Step outside in winter and the skin is blasted by icy, frigid winds. Indoors, heated air further assaults the skin by sucking out moisture, leaving it dry, chapped, itchy and flaky.

Dry skin -- or xerosis -- can affect virtually everyone, said John Wolf, chairman of the Department of Dermatology at Baylor College of Medicine in Houston. People with sensitive skin and the elderly are particularly susceptible. As people age, a reduction in the hormone androgen, which stimulates the skin's oil glands, causes the skin to become drier.

Use of acne medications like Retin-A -- a synthetic derivative of vitamin A -- can make the problem worse. "The therapeutic aim of acne medication is to dry out the skin, and one can overdo the treatment," said Carmen Myrie Williams, associate professor of dermatology and pathology at George Washington University Medical Center.

Putting moisture back into the air -- particularly during the dry, winter months -- is one way to relieve the condition. Using a humidifier at night can really make a difference, said Stanford Lamberg, associate professor of dermatology at Johns Hopkins University School of Medicine.

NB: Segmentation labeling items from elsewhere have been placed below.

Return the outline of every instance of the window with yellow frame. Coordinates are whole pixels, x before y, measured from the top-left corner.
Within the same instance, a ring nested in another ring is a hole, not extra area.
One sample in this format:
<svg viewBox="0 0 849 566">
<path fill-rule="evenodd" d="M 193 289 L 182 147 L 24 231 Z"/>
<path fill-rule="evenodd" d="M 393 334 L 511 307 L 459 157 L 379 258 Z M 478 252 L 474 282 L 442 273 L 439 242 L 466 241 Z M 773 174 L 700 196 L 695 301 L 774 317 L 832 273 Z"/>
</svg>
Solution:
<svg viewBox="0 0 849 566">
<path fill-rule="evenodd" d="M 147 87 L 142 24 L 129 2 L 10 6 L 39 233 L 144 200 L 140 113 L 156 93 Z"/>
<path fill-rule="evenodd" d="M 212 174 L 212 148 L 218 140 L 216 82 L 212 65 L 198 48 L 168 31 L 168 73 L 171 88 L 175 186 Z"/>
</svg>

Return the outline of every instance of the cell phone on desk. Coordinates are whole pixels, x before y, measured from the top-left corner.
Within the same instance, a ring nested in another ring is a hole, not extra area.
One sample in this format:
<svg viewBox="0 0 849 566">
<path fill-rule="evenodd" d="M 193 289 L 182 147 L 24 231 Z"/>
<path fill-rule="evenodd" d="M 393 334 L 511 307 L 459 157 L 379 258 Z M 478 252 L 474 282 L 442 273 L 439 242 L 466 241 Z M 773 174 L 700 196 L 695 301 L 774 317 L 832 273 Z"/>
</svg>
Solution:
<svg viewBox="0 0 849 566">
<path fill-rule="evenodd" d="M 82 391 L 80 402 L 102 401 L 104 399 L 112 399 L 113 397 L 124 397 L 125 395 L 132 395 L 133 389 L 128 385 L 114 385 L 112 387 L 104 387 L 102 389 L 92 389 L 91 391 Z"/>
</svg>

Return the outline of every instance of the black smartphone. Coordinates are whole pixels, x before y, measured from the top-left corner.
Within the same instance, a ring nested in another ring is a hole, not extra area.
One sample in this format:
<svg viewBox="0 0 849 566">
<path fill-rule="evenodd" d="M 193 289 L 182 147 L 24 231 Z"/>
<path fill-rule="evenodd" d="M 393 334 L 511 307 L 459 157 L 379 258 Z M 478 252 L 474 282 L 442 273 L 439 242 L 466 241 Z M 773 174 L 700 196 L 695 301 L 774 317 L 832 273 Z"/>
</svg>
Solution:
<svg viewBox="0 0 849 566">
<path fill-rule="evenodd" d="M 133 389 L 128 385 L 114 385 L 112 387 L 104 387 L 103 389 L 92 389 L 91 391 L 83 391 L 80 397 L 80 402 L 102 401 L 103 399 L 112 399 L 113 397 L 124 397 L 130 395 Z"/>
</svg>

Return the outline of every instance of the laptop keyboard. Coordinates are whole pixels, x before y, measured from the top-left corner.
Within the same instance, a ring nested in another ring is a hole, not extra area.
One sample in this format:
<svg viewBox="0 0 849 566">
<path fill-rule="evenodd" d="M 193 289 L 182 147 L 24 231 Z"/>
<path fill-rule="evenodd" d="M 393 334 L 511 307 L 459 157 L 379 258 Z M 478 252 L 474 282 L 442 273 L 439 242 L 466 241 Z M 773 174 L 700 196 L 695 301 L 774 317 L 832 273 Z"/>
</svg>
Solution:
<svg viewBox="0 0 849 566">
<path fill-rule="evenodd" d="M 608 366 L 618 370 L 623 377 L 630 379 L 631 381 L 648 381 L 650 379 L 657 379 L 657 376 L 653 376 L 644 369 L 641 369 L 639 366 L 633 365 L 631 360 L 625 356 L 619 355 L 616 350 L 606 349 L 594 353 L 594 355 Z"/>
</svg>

A less expensive alternative to a humidifier is a steam vaporizer, which can be purchased for about $20. "It is the same thing you would do for a child who has a cold," said Lamberg.

Experts often advise people with excessively dry skin to bathe less often because frequent showers can strip the skin of its natural oils. Telling people not to bathe every day is not realistic. Using liquid cleansers instead of soap and applying a good moisturizer while the skin is still wet "makes a lot more sense than saying you can only shower on Saturday," said James J. Leyden, a professor of dermatology at the University of Pennsylvania.

Moisturizers range from lighter lotions to heavier creams and ointments. "The heavier the cream, the more effective it is," said Leyden.

But thicker creams -- like Vaseline petroleum jelly, which contains more oil -- are not as aesthetically pleasing. They feel greasy and can stain clothing and furniture.

George Washington University's Williams recommends choosing a moisturizer with the least amount of fragrance. The degree of dryness should dictate what type of moisturizer to select. Somebody with slightly dry skin should choose a lighter lotion, whereas someone with severely dry skin or eczema -- a skin inflammation -- should use heavier creams. "Often, people are very heavy-handed when applying these products," said Williams. "Apply a thin film so the skin feels moist without feeling greasy."

Skin researchers are investigating whether lotions made with lactic acid, a chemical similar to the citric acid found in grapefruits and oranges, can help dry skin. "Some studies show that lactic acid makes the skin hold on to water, makes it less dry, less stiff and may make the skin's outer layer less vulnerable to the damage caused by soap," Leyden said.

Some lotions containing lactic acid are available without a prescription.